The link between inflammation and cancer is well described, as shown by the increased risk of colorectal cancer in patients with inflammatory bowel disease. A common finding in inflammation-associated cancers is hyperactivation of signal transducer and activator of transcription 3 (STAT3) in various cell types, but the mechanisms linking inflammation and cancer through STAT3 are unclear.

As STAT3 mediates both the expression of and response to inflammatory cytokines, it is thought that STAT3 activity in tumour cells could promote cytokine-induced tumour growth, whereas STAT3 activity in immune cells could modulate cytokine production to inhibit tumour-specific immune responses or inflammation. Three papers in Cancer Cell explore these possibilities.

To investigate the role of STAT3 in tumour cells during inflammation-associated tumorigenesis, Bollrath et al. and Grivennikov et al. generated Stat3ΔIEC mice, which lack STAT3 expression specifically in intestinal epithelial cells (IECs). In the colitis-associated cancer (CAC) model — in which administration of the mutagen azoxymethane is followed by the induction of chronic inflammation through epithelial injury by the toxin dextran sodium sulphate (DSS) — the Stat3ΔIEC mice developed fewer and smaller tumours than STAT3-sufficient mice. Both groups showed that STAT3 activity in IECs upregulates the expression of anti-apoptotic proteins and cell cycle genes that increase the survival and proliferation of pre-neoplastic azoxymethane-mutagenized IECs in DSS-treated mice.

However, the increased apoptosis and decreased proliferation of IECs in Stat3ΔIEC mice was associated with more severe intestinal inflammation after DSS treatment as a result of less effective repair of damage to the intestinal epithelium. This suggests that IEC proliferation mediated through STAT3 signalling is a normal wound-healing response that could result in abnormal cell proliferation and tumour growth if STAT3 becomes hyperactivated.

Bollrath et al. confirmed the relationship between STAT3 activation in IECs and tumorigenesis using mice in which STAT3 is constitutively activated by a mutant form of the gp130 subunit of the interleukin-6 (IL-6) receptor in response to IL-6 or IL-11. These mice were protected against DSS-induced colitis, which correlated with increased IEC proliferation, but had increased size and frequency of CAC tumours. Grivennikov et al. showed that IL-6-deficient mice, which had decreased activation of STAT3 in IECs, had increased levels of intestinal injury and reduced number and size of CAC tumours.

Taking a different approach, Kortylewski et al. looked at the role of STAT3 signalling in immune cells in the tumour microenvironment.
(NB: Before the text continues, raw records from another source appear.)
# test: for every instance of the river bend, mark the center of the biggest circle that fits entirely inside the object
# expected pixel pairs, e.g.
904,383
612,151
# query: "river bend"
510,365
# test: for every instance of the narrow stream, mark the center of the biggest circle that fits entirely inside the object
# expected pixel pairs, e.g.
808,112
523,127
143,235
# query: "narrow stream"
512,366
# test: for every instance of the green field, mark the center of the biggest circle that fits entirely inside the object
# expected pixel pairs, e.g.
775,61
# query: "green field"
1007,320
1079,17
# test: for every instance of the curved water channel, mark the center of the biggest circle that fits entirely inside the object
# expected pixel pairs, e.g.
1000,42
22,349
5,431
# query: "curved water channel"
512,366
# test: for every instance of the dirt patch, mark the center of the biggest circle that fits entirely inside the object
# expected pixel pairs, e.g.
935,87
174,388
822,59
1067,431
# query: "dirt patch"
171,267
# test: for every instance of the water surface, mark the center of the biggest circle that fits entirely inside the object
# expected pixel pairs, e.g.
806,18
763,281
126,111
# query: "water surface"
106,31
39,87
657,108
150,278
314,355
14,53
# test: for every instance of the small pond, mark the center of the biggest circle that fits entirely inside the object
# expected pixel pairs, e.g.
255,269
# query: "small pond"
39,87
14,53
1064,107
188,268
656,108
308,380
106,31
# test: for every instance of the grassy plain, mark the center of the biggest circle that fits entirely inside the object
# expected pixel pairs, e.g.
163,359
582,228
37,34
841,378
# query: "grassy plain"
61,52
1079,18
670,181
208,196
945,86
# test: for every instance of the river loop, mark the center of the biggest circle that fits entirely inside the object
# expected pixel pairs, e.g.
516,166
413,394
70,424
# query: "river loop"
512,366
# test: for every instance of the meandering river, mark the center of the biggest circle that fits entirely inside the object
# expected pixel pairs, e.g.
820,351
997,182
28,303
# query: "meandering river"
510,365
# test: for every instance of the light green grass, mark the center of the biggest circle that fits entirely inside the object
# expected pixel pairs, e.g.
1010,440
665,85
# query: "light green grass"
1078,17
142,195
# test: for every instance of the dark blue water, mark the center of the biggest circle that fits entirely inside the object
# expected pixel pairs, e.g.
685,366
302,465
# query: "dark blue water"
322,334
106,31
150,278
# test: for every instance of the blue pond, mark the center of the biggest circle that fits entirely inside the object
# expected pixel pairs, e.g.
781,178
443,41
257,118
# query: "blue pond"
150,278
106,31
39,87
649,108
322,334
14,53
In a tumour-challenge model, conditional knockout of Stat3 in haematopoietic cells resulted in decreased production of IL-23 by tumour-associated macrophages and increased production of IL-12 by tumour-associated dendritic cells through direct effects on gene transcription. The STAT3-dependent production of IL-23 by tumour-associated macrophages was shown to activate STAT3 in regulatory T (TReg) cells, resulting in increased production of the immunosuppressive cytokine IL-10.

These three studies support a model in which STAT3 activation during tumorigenesis is both a tumour-cell-autonomous mechanism that links inflammatory cytokines (such as IL-6 or IL-11) in the local environment to the proliferation of tumour cells and an immune-regulatory mechanism that shifts the balance of cytokine production from anti-carcinogenic IL-12 (which activates natural killer cells and T helper 1 cells) to pro-carcinogenic IL-23 (which activates TReg cells).